Ms Swing has refused to talk about how she knew Warner and has even claimed to have been unaware about the quitclaim deed transfer that granted her his home, which shows an RV parked next to it in Google Maps images.
But the mystery of the deed transfer is now a key part of the investigation into Warner and his potential motivations and mental state, a law enforcement official told the Associated Press.
Ms Swing admitted as much herself when contacted by the Daily Mail when the house gifts first came to light.
"I've been told to direct everything else to FBI," she told the outlet on December 26, when agents first raided the house that still belongs to her.
The first home she was given - Warner's family home in Antioch, less than 1km from his last address and on the same street, Bakertown Rd - came as part of a bitter legal battle in which his mother sued him to get it back.
Warner's 85-year-old mum, Betty Christine Lane, eventually won, and Ms Swing signed a quitclaim last July to give back the $330,000 house to Ms Lane, who still lives there, according to records.
Ms Swing was gifted the second home, worth $211,000, on November 25, claiming she had no idea it happened.
"In the state of Tennessee you can deed property to someone else without their consent or their signature or anything," she told the Daily Mail.
"I didn't even buy the house, he just deeded it over to me without my knowledge. So this is all very weird to me, that's about all I can say."
However, the US Sun has said that Warner also sent her a letter when he transferred the deed, one now reportedly in the hands of the FBI.
In it, he warned her that the basement was "not normal" and said he "intended to travel on Christmas Eve to spend a few weeks in the woods with his dogs," the report said.
"The attic has plywood and lighting, take a look. The basement is not normal, take a look. Woof woof Julio," he wrote. The identity of "Julio" is unclear.
It is also unclear if Ms Swing has ever set foot inside either house, and she reportedly told investigators she never even met the bomber, the report said.

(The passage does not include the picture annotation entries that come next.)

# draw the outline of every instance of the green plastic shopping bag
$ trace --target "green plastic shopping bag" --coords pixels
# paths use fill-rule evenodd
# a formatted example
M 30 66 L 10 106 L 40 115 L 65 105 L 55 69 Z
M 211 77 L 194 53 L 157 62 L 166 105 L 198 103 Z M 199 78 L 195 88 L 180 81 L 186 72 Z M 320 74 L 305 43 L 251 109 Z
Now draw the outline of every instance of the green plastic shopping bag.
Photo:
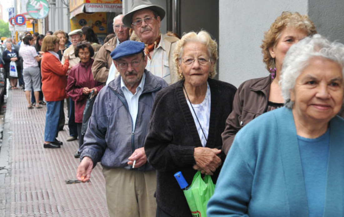
M 211 177 L 206 175 L 202 179 L 201 172 L 198 171 L 195 174 L 191 185 L 188 186 L 181 172 L 176 173 L 174 177 L 181 188 L 183 190 L 193 217 L 206 217 L 207 204 L 215 189 Z

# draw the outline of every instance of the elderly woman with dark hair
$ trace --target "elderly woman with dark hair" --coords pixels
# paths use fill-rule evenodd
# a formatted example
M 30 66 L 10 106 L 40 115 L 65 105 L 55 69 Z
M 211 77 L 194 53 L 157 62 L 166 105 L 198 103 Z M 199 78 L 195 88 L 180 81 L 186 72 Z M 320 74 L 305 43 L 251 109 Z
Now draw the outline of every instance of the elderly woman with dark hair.
M 62 65 L 56 53 L 60 40 L 55 35 L 47 35 L 42 43 L 42 51 L 44 52 L 41 65 L 42 91 L 46 100 L 44 148 L 59 148 L 62 144 L 56 137 L 58 134 L 58 123 L 63 109 L 63 100 L 67 98 L 66 75 L 69 66 L 69 56 L 65 57 L 64 64 Z
M 67 94 L 75 102 L 75 123 L 78 128 L 79 148 L 84 143 L 84 136 L 81 133 L 83 114 L 88 95 L 94 91 L 96 95 L 103 87 L 103 83 L 96 82 L 93 78 L 91 68 L 94 60 L 91 57 L 94 54 L 93 48 L 89 42 L 79 42 L 75 47 L 75 56 L 80 59 L 80 62 L 72 68 L 68 74 Z M 80 157 L 78 151 L 74 155 Z
M 181 171 L 191 184 L 197 170 L 216 182 L 225 155 L 221 133 L 236 88 L 212 79 L 217 44 L 207 32 L 185 35 L 174 50 L 181 81 L 158 93 L 144 144 L 157 170 L 157 216 L 191 216 L 173 177 Z
M 344 216 L 343 67 L 344 45 L 319 35 L 290 48 L 285 106 L 237 134 L 207 216 Z
M 238 88 L 233 111 L 222 134 L 225 153 L 240 129 L 262 114 L 283 106 L 278 83 L 284 55 L 292 45 L 316 33 L 314 24 L 308 16 L 297 12 L 283 12 L 271 25 L 261 46 L 263 61 L 270 75 L 247 81 Z

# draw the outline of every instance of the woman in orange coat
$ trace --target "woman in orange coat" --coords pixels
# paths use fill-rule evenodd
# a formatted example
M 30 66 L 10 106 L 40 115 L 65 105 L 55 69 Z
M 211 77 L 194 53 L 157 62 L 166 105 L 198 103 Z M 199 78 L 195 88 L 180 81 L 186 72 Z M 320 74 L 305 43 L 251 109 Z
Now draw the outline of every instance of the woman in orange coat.
M 46 100 L 46 115 L 44 130 L 44 148 L 60 147 L 62 142 L 56 139 L 58 133 L 58 123 L 63 111 L 64 99 L 67 98 L 66 87 L 69 66 L 69 57 L 65 57 L 64 64 L 60 62 L 56 52 L 60 39 L 55 36 L 47 36 L 43 39 L 42 51 L 44 52 L 41 62 L 42 91 Z

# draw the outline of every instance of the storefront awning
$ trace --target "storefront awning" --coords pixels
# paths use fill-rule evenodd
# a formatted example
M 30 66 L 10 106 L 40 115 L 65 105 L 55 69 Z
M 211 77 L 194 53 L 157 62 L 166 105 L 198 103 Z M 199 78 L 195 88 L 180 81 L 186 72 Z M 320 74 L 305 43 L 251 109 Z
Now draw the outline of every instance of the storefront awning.
M 84 3 L 71 12 L 70 19 L 84 12 L 112 12 L 122 13 L 122 4 L 99 4 Z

With so little known about Warner - he had no social media presence, and did not appear to express a political motivation - the spotlight, in part, has turned on Ms Swing and any potential insight she may have.
But as well as refusing to discuss her ties, Ms Swing is now hiding her own online footprint, deleting social media, including Facebook and LinkedIn.
Before being scrubbed, however, they gave some background into the music executive who for years has lived more than 3000km from Tennessee.
She has family in Lenoir City, about 265km from Nashville, and has previously lived there, records show.
She also studied marketing and business at the University of Tennessee in Knoxville, her LinkedIn shows.
Her career was initially also based in Tennessee until she moved to California in 2012, starting in San Francisco, where she worked as a project manager for Live Music & Festival Solutions.
She worked at StubHub between February 2016 and September 2018, then moved to her current base in LA in October 2018, her LinkedIn showed.
She is currently an executive in artist development for Anschutz Entertainment Group (AEG), which has refused to comment, according to Digital Music News.